Find textbooks and course materials in the library
Your assigned reading may already be available in the library. Assigned books can be found in the general library collection, in our Course Materials collection, or as e-books. You may even be able to borrow your assigned materials from another library!
- Check out the Introduction to MUSCAT Plus tutorial for tips on searching the library catalog for all kinds of materials.
- Follow the Finding and Reading E-books tutorial for more details on how to search for and access materials from the library’s multiple e-book providers.

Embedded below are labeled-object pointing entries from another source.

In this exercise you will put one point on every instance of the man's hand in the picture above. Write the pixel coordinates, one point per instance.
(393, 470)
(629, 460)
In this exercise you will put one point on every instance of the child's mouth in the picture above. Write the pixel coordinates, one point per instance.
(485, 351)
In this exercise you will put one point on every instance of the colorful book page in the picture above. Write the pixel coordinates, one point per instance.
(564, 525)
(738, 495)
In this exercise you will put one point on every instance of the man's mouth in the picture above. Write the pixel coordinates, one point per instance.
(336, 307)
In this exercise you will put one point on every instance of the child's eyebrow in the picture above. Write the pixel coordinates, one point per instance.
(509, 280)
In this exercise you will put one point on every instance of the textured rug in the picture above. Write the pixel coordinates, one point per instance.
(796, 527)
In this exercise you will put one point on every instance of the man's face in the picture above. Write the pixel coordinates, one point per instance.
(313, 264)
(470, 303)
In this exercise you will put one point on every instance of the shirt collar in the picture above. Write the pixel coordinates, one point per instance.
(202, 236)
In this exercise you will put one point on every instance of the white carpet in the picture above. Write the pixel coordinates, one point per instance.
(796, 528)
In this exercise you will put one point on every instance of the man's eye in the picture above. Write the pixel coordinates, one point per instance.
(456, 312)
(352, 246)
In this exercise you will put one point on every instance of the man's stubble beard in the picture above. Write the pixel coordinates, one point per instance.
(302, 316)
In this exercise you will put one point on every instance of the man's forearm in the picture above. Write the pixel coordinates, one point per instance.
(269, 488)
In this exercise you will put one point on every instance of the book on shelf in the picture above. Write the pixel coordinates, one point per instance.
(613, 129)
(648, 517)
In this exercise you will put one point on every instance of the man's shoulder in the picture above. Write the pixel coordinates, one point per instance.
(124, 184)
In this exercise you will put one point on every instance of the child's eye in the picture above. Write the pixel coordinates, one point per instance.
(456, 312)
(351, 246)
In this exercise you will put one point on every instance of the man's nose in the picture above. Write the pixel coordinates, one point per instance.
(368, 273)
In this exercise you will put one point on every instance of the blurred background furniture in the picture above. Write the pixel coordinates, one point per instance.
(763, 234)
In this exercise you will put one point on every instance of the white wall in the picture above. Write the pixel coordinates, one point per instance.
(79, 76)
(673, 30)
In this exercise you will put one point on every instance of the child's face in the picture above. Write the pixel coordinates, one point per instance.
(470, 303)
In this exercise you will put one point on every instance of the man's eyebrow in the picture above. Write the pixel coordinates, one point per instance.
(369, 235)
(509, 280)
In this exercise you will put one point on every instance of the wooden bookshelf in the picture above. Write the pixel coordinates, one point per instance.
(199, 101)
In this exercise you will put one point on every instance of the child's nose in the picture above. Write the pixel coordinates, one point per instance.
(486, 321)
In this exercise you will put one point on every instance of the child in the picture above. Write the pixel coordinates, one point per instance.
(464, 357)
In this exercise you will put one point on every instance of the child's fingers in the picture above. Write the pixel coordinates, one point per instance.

- If your book isn’t available from Musselman Library, you can fill out the Course Materials Request and Reserves form, and library staff will investigate acquiring an ebook copy or physical text for our Course Materials collection. You may be also be able to get a copy on loan from another library using Interlibrary Loan.
Find free textbooks
Open Educational Resources (OER)
Your class may already be using a free kind of course materials called open educational resource, or OER. OER are openly licensed, meaning that they’re not only free to access, but also able to be modified by your professor to better fit your class. Open books are completely legal to duplicate, so you can print what you need without fear of copyright violation. You can have open textbooks printed at the campus print shop for a nominal fee, and some open textbooks even have low-cost print versions available for purchase (for example, see OpenIntro and OpenStax titles).
Public Domain
Some older books, music, films, and other creative and scholarly works may be available in the public domain, meaning they are no longer protected by copyright. For U.S. publications, works published 96 or more years ago are in the public domain. For these works, you may be able to find free digital copies. For books, begin your search with Standard Ebooks, the DPLA Palace Bookshelf, and Librivox (for audiobooks.)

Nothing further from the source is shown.